All phenotypic methods used in this study detects isolates as positive ESBL, AmpC, or carbapenemase producer but they were unable to differentiate the different types or families of each class. Therefore, it is necessary to use other techniques such as PCR for confirmation of phenotypic results and discrimination of different genes. Examination using PCR classified 41, 35, and 31 isolates as ESBL, AmpC, and carbapenemase producers, respectively.

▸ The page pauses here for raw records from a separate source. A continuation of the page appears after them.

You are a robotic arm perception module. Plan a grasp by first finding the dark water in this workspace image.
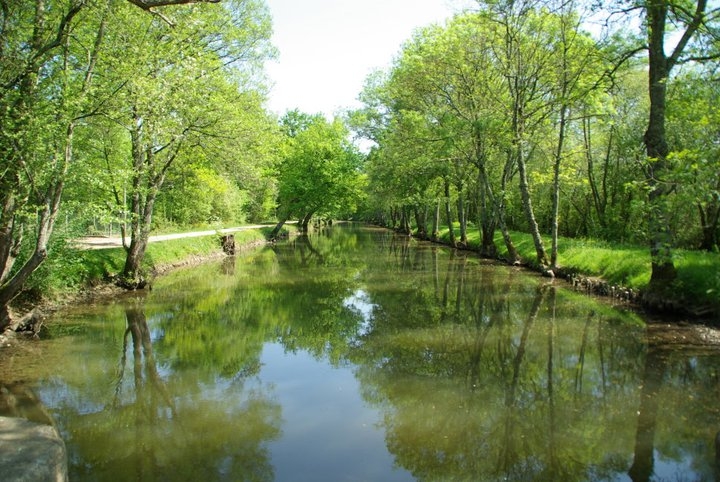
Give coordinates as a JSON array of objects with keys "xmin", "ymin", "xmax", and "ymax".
[{"xmin": 1, "ymin": 226, "xmax": 720, "ymax": 481}]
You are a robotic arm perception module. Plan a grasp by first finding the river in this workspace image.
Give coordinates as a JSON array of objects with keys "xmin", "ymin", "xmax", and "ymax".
[{"xmin": 0, "ymin": 225, "xmax": 720, "ymax": 482}]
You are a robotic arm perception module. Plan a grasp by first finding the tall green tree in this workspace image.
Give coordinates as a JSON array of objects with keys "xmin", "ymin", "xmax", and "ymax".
[
  {"xmin": 0, "ymin": 0, "xmax": 232, "ymax": 329},
  {"xmin": 600, "ymin": 0, "xmax": 720, "ymax": 295},
  {"xmin": 270, "ymin": 110, "xmax": 363, "ymax": 238},
  {"xmin": 91, "ymin": 0, "xmax": 278, "ymax": 288}
]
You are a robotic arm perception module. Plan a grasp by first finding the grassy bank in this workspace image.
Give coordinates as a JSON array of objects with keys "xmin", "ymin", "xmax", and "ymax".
[
  {"xmin": 440, "ymin": 229, "xmax": 720, "ymax": 313},
  {"xmin": 24, "ymin": 227, "xmax": 272, "ymax": 301}
]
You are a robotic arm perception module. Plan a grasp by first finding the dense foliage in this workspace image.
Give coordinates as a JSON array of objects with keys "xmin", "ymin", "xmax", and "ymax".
[
  {"xmin": 0, "ymin": 0, "xmax": 720, "ymax": 327},
  {"xmin": 351, "ymin": 0, "xmax": 720, "ymax": 288}
]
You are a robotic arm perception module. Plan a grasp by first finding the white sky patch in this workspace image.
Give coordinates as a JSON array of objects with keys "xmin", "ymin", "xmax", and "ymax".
[{"xmin": 267, "ymin": 0, "xmax": 468, "ymax": 117}]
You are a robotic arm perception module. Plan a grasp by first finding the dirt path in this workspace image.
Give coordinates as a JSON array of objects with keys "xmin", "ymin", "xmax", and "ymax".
[{"xmin": 75, "ymin": 224, "xmax": 270, "ymax": 249}]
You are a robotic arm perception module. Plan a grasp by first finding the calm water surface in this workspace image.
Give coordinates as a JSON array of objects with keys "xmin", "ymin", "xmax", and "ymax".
[{"xmin": 4, "ymin": 226, "xmax": 720, "ymax": 481}]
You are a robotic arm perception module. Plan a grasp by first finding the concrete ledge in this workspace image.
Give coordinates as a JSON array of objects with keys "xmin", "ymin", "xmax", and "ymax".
[{"xmin": 0, "ymin": 417, "xmax": 68, "ymax": 482}]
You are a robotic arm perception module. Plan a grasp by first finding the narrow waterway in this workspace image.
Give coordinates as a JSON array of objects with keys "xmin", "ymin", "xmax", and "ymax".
[{"xmin": 0, "ymin": 225, "xmax": 720, "ymax": 482}]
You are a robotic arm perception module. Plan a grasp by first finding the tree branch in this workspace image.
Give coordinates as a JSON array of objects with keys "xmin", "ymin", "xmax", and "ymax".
[{"xmin": 128, "ymin": 0, "xmax": 221, "ymax": 11}]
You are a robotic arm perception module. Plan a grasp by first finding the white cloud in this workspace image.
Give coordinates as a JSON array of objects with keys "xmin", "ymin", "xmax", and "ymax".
[{"xmin": 267, "ymin": 0, "xmax": 470, "ymax": 115}]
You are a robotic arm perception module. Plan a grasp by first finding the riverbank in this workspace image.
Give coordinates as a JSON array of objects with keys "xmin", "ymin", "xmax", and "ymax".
[
  {"xmin": 0, "ymin": 225, "xmax": 282, "ymax": 342},
  {"xmin": 428, "ymin": 228, "xmax": 720, "ymax": 327}
]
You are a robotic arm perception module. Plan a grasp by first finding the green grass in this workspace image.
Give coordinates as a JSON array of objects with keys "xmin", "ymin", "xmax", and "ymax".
[
  {"xmin": 440, "ymin": 224, "xmax": 720, "ymax": 308},
  {"xmin": 23, "ymin": 226, "xmax": 282, "ymax": 300}
]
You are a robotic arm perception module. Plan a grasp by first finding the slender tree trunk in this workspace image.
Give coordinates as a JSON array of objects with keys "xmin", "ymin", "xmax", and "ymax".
[
  {"xmin": 550, "ymin": 104, "xmax": 568, "ymax": 269},
  {"xmin": 698, "ymin": 201, "xmax": 720, "ymax": 251},
  {"xmin": 478, "ymin": 166, "xmax": 497, "ymax": 258},
  {"xmin": 268, "ymin": 216, "xmax": 288, "ymax": 241},
  {"xmin": 444, "ymin": 177, "xmax": 457, "ymax": 248},
  {"xmin": 517, "ymin": 145, "xmax": 548, "ymax": 267},
  {"xmin": 457, "ymin": 183, "xmax": 467, "ymax": 247}
]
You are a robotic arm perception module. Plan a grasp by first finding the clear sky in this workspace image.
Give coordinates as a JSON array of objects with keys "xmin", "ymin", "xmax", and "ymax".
[{"xmin": 266, "ymin": 0, "xmax": 470, "ymax": 116}]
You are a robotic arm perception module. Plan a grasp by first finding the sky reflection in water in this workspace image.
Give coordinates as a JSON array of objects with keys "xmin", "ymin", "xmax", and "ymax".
[{"xmin": 7, "ymin": 227, "xmax": 720, "ymax": 481}]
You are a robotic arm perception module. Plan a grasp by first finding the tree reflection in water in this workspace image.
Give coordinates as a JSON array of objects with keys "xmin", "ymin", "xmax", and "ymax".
[
  {"xmin": 63, "ymin": 302, "xmax": 281, "ymax": 481},
  {"xmin": 16, "ymin": 227, "xmax": 720, "ymax": 481}
]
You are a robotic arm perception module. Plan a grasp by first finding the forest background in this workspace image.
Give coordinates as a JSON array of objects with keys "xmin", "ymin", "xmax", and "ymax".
[{"xmin": 0, "ymin": 0, "xmax": 720, "ymax": 328}]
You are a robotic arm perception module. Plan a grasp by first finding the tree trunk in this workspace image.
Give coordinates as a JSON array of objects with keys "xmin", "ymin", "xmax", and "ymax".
[
  {"xmin": 445, "ymin": 178, "xmax": 457, "ymax": 248},
  {"xmin": 413, "ymin": 206, "xmax": 427, "ymax": 239},
  {"xmin": 457, "ymin": 183, "xmax": 468, "ymax": 247},
  {"xmin": 550, "ymin": 103, "xmax": 568, "ymax": 269},
  {"xmin": 268, "ymin": 216, "xmax": 288, "ymax": 241},
  {"xmin": 517, "ymin": 145, "xmax": 548, "ymax": 268},
  {"xmin": 644, "ymin": 2, "xmax": 677, "ymax": 291},
  {"xmin": 698, "ymin": 201, "xmax": 720, "ymax": 251},
  {"xmin": 478, "ymin": 169, "xmax": 497, "ymax": 259}
]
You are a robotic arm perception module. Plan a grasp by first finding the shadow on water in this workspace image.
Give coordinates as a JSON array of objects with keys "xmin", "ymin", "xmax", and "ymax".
[{"xmin": 1, "ymin": 226, "xmax": 720, "ymax": 482}]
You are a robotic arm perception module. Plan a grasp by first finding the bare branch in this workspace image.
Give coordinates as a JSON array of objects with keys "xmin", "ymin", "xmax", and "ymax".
[{"xmin": 668, "ymin": 0, "xmax": 707, "ymax": 71}]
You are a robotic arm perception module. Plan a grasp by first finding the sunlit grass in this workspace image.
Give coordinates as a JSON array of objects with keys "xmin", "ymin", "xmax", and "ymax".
[{"xmin": 430, "ymin": 226, "xmax": 720, "ymax": 306}]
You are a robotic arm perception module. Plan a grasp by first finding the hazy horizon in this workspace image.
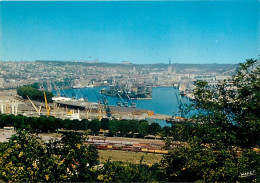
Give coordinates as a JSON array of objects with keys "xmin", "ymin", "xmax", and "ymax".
[{"xmin": 0, "ymin": 0, "xmax": 260, "ymax": 64}]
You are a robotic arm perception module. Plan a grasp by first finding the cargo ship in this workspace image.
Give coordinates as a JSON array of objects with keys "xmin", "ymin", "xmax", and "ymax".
[{"xmin": 100, "ymin": 86, "xmax": 152, "ymax": 100}]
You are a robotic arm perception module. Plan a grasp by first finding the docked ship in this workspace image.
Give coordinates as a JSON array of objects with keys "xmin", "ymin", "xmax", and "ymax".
[{"xmin": 100, "ymin": 85, "xmax": 152, "ymax": 100}]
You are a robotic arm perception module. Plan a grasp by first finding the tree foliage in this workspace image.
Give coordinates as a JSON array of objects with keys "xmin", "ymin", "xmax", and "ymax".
[{"xmin": 0, "ymin": 131, "xmax": 98, "ymax": 182}]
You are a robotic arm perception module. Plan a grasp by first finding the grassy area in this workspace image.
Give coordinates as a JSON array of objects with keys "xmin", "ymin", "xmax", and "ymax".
[{"xmin": 98, "ymin": 150, "xmax": 163, "ymax": 165}]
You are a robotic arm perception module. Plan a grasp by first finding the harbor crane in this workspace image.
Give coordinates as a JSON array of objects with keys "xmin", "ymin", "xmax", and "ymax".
[
  {"xmin": 175, "ymin": 93, "xmax": 184, "ymax": 117},
  {"xmin": 102, "ymin": 97, "xmax": 112, "ymax": 117},
  {"xmin": 43, "ymin": 91, "xmax": 51, "ymax": 116},
  {"xmin": 27, "ymin": 96, "xmax": 42, "ymax": 115}
]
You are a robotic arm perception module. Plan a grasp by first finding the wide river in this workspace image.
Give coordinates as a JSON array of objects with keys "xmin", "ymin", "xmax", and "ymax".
[{"xmin": 53, "ymin": 86, "xmax": 193, "ymax": 126}]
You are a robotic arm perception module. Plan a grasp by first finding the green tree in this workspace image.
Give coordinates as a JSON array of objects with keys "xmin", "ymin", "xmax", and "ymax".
[{"xmin": 138, "ymin": 121, "xmax": 149, "ymax": 137}]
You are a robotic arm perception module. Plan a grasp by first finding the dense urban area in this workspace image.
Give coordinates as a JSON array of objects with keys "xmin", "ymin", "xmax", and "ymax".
[
  {"xmin": 0, "ymin": 59, "xmax": 260, "ymax": 182},
  {"xmin": 0, "ymin": 60, "xmax": 237, "ymax": 91}
]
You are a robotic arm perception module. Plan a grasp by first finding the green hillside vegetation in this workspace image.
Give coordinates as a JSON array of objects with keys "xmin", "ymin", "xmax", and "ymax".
[{"xmin": 0, "ymin": 59, "xmax": 260, "ymax": 182}]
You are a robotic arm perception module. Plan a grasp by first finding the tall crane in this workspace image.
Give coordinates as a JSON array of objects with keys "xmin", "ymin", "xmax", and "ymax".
[
  {"xmin": 98, "ymin": 101, "xmax": 102, "ymax": 121},
  {"xmin": 175, "ymin": 93, "xmax": 184, "ymax": 117},
  {"xmin": 43, "ymin": 91, "xmax": 51, "ymax": 116},
  {"xmin": 27, "ymin": 96, "xmax": 42, "ymax": 115},
  {"xmin": 102, "ymin": 97, "xmax": 112, "ymax": 117}
]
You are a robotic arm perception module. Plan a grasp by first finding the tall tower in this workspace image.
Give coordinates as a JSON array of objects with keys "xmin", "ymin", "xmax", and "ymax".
[{"xmin": 168, "ymin": 58, "xmax": 172, "ymax": 74}]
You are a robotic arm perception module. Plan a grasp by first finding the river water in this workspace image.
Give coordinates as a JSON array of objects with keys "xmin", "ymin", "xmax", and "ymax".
[{"xmin": 53, "ymin": 86, "xmax": 193, "ymax": 126}]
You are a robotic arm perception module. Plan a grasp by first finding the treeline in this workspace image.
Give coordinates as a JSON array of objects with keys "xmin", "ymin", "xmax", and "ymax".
[
  {"xmin": 0, "ymin": 114, "xmax": 171, "ymax": 137},
  {"xmin": 0, "ymin": 130, "xmax": 163, "ymax": 182},
  {"xmin": 0, "ymin": 59, "xmax": 260, "ymax": 182},
  {"xmin": 17, "ymin": 83, "xmax": 54, "ymax": 102}
]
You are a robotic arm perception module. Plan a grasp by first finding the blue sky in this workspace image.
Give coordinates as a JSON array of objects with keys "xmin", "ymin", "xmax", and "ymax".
[{"xmin": 0, "ymin": 0, "xmax": 260, "ymax": 63}]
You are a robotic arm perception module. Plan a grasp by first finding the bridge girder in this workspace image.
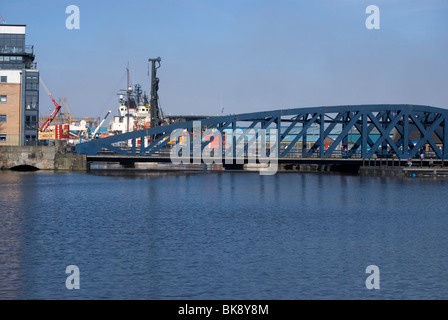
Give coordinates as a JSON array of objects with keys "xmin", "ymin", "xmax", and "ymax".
[{"xmin": 76, "ymin": 104, "xmax": 448, "ymax": 159}]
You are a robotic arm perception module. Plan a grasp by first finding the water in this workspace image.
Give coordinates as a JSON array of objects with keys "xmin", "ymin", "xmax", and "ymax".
[{"xmin": 0, "ymin": 171, "xmax": 448, "ymax": 300}]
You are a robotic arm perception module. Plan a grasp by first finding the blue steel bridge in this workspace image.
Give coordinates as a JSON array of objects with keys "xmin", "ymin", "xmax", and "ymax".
[{"xmin": 76, "ymin": 104, "xmax": 448, "ymax": 163}]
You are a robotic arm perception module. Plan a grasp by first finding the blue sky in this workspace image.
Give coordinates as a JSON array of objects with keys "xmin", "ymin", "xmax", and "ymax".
[{"xmin": 0, "ymin": 0, "xmax": 448, "ymax": 117}]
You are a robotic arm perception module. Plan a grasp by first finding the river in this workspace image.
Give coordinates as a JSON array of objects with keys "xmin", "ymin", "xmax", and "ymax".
[{"xmin": 0, "ymin": 171, "xmax": 448, "ymax": 300}]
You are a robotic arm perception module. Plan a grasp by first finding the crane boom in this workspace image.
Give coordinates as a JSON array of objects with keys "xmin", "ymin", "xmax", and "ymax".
[
  {"xmin": 39, "ymin": 77, "xmax": 61, "ymax": 132},
  {"xmin": 92, "ymin": 110, "xmax": 112, "ymax": 139}
]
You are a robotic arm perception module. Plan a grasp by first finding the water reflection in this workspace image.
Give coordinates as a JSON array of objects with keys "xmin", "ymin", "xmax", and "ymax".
[{"xmin": 0, "ymin": 171, "xmax": 448, "ymax": 299}]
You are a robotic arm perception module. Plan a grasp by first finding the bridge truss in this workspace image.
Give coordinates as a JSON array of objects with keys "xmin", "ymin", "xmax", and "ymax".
[{"xmin": 76, "ymin": 105, "xmax": 448, "ymax": 159}]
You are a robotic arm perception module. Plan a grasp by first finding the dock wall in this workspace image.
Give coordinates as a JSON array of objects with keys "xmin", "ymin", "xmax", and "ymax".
[{"xmin": 0, "ymin": 141, "xmax": 89, "ymax": 171}]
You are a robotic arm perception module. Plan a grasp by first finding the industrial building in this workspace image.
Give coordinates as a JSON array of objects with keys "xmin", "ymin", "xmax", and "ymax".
[{"xmin": 0, "ymin": 24, "xmax": 39, "ymax": 146}]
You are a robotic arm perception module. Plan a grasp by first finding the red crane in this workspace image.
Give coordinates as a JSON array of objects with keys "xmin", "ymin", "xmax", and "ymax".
[{"xmin": 39, "ymin": 78, "xmax": 61, "ymax": 132}]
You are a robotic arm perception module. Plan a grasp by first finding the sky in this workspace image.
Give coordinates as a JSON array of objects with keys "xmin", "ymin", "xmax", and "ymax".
[{"xmin": 0, "ymin": 0, "xmax": 448, "ymax": 118}]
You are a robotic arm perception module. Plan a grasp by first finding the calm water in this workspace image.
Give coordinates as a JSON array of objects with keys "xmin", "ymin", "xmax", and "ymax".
[{"xmin": 0, "ymin": 172, "xmax": 448, "ymax": 300}]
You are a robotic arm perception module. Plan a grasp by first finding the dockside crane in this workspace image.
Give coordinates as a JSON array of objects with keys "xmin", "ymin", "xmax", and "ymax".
[{"xmin": 39, "ymin": 77, "xmax": 61, "ymax": 132}]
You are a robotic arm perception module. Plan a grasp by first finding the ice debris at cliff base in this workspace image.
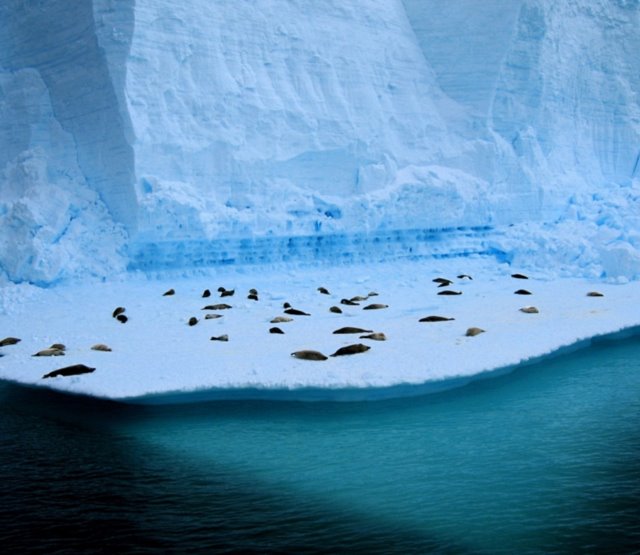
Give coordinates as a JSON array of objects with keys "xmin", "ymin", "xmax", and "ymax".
[{"xmin": 0, "ymin": 257, "xmax": 640, "ymax": 402}]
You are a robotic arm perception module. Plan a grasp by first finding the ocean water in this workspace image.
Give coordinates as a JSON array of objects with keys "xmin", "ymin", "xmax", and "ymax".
[{"xmin": 0, "ymin": 337, "xmax": 640, "ymax": 554}]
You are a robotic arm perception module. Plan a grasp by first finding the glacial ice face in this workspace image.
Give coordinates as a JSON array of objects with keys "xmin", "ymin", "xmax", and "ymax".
[{"xmin": 0, "ymin": 0, "xmax": 640, "ymax": 283}]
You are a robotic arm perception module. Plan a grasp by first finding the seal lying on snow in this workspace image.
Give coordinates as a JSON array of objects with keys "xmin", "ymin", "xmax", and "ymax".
[
  {"xmin": 331, "ymin": 343, "xmax": 371, "ymax": 357},
  {"xmin": 333, "ymin": 326, "xmax": 373, "ymax": 333},
  {"xmin": 42, "ymin": 364, "xmax": 95, "ymax": 379},
  {"xmin": 291, "ymin": 350, "xmax": 328, "ymax": 360}
]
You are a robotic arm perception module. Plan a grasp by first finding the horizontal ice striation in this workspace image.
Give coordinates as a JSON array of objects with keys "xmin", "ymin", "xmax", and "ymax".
[
  {"xmin": 124, "ymin": 226, "xmax": 496, "ymax": 272},
  {"xmin": 0, "ymin": 0, "xmax": 640, "ymax": 283}
]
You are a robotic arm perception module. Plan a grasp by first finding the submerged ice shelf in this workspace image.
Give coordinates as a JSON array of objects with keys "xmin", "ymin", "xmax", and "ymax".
[{"xmin": 0, "ymin": 257, "xmax": 640, "ymax": 403}]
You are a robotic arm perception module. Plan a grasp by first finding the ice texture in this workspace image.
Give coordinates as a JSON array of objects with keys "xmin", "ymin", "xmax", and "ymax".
[{"xmin": 0, "ymin": 0, "xmax": 640, "ymax": 285}]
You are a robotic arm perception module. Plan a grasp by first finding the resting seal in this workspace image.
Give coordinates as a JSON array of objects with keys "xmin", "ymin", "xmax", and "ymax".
[
  {"xmin": 31, "ymin": 348, "xmax": 64, "ymax": 357},
  {"xmin": 331, "ymin": 343, "xmax": 371, "ymax": 357},
  {"xmin": 418, "ymin": 316, "xmax": 455, "ymax": 322},
  {"xmin": 291, "ymin": 350, "xmax": 328, "ymax": 360},
  {"xmin": 42, "ymin": 364, "xmax": 95, "ymax": 379},
  {"xmin": 360, "ymin": 331, "xmax": 387, "ymax": 341},
  {"xmin": 333, "ymin": 326, "xmax": 373, "ymax": 333}
]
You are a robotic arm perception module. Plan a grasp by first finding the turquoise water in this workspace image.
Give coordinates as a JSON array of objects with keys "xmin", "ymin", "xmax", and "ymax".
[{"xmin": 0, "ymin": 337, "xmax": 640, "ymax": 553}]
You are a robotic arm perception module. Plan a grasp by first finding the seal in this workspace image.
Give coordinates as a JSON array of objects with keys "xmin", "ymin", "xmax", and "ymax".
[
  {"xmin": 42, "ymin": 364, "xmax": 95, "ymax": 379},
  {"xmin": 284, "ymin": 303, "xmax": 311, "ymax": 316},
  {"xmin": 0, "ymin": 337, "xmax": 22, "ymax": 347},
  {"xmin": 362, "ymin": 303, "xmax": 389, "ymax": 310},
  {"xmin": 333, "ymin": 326, "xmax": 373, "ymax": 333},
  {"xmin": 331, "ymin": 343, "xmax": 371, "ymax": 357},
  {"xmin": 359, "ymin": 331, "xmax": 387, "ymax": 341},
  {"xmin": 31, "ymin": 348, "xmax": 64, "ymax": 357},
  {"xmin": 418, "ymin": 315, "xmax": 455, "ymax": 322},
  {"xmin": 291, "ymin": 349, "xmax": 328, "ymax": 360}
]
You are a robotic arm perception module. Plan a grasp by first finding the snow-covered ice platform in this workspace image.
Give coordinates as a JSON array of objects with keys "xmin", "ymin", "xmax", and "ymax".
[{"xmin": 0, "ymin": 256, "xmax": 640, "ymax": 403}]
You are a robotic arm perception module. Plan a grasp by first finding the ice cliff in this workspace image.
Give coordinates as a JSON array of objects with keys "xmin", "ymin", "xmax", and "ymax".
[{"xmin": 0, "ymin": 0, "xmax": 640, "ymax": 284}]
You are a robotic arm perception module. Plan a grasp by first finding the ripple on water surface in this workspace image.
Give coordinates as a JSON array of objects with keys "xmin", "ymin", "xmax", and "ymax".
[{"xmin": 0, "ymin": 332, "xmax": 640, "ymax": 553}]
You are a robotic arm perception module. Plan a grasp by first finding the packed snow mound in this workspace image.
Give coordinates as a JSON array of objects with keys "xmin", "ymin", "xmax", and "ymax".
[{"xmin": 0, "ymin": 0, "xmax": 640, "ymax": 284}]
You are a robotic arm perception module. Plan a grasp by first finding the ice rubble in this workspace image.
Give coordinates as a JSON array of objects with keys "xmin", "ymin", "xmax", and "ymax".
[{"xmin": 0, "ymin": 0, "xmax": 640, "ymax": 284}]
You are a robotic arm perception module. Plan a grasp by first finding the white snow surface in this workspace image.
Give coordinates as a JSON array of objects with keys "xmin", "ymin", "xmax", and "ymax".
[{"xmin": 0, "ymin": 257, "xmax": 640, "ymax": 403}]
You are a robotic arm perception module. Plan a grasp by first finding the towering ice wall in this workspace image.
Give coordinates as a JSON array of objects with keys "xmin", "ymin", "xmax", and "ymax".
[{"xmin": 0, "ymin": 0, "xmax": 640, "ymax": 283}]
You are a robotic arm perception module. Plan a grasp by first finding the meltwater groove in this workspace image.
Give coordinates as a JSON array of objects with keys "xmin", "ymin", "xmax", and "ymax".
[{"xmin": 0, "ymin": 337, "xmax": 640, "ymax": 553}]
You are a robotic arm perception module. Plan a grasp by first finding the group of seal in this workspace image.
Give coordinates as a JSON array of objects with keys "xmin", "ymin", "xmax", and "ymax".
[{"xmin": 0, "ymin": 273, "xmax": 603, "ymax": 378}]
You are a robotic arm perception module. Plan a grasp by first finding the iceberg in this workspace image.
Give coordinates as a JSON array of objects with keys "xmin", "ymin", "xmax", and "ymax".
[
  {"xmin": 0, "ymin": 0, "xmax": 640, "ymax": 284},
  {"xmin": 0, "ymin": 0, "xmax": 640, "ymax": 396}
]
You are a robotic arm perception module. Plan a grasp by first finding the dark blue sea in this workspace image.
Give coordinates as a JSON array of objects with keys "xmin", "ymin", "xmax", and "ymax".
[{"xmin": 0, "ymin": 337, "xmax": 640, "ymax": 555}]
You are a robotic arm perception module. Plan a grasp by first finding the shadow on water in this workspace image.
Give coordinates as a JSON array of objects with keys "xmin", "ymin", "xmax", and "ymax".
[
  {"xmin": 0, "ymin": 336, "xmax": 640, "ymax": 553},
  {"xmin": 0, "ymin": 383, "xmax": 470, "ymax": 554}
]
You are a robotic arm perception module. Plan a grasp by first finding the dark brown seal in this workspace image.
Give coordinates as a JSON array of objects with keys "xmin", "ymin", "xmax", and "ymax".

Sutandhio et al. showed that 12 isolates harbored carbapenemase genes but only 6 isolates of them were Modified Hodges test positive [37]. Another study showed that 37.5% of K. pneumoniae isolates were ESBL or AmpC-producers phenotypically while 43% of them were ESBL only, 11% were AmpC and 36% were ESBL and AmpC genotypically [38]. Similar results were observed in other studies [14, 39]. This variation between phenotypic and PCR results may be because these genes are present but are not usually expressed [14]. Therefore, not all isolates detected as ESBL, AmpC, and carbapenemases producers by PCR can be detected by phenotypic methods.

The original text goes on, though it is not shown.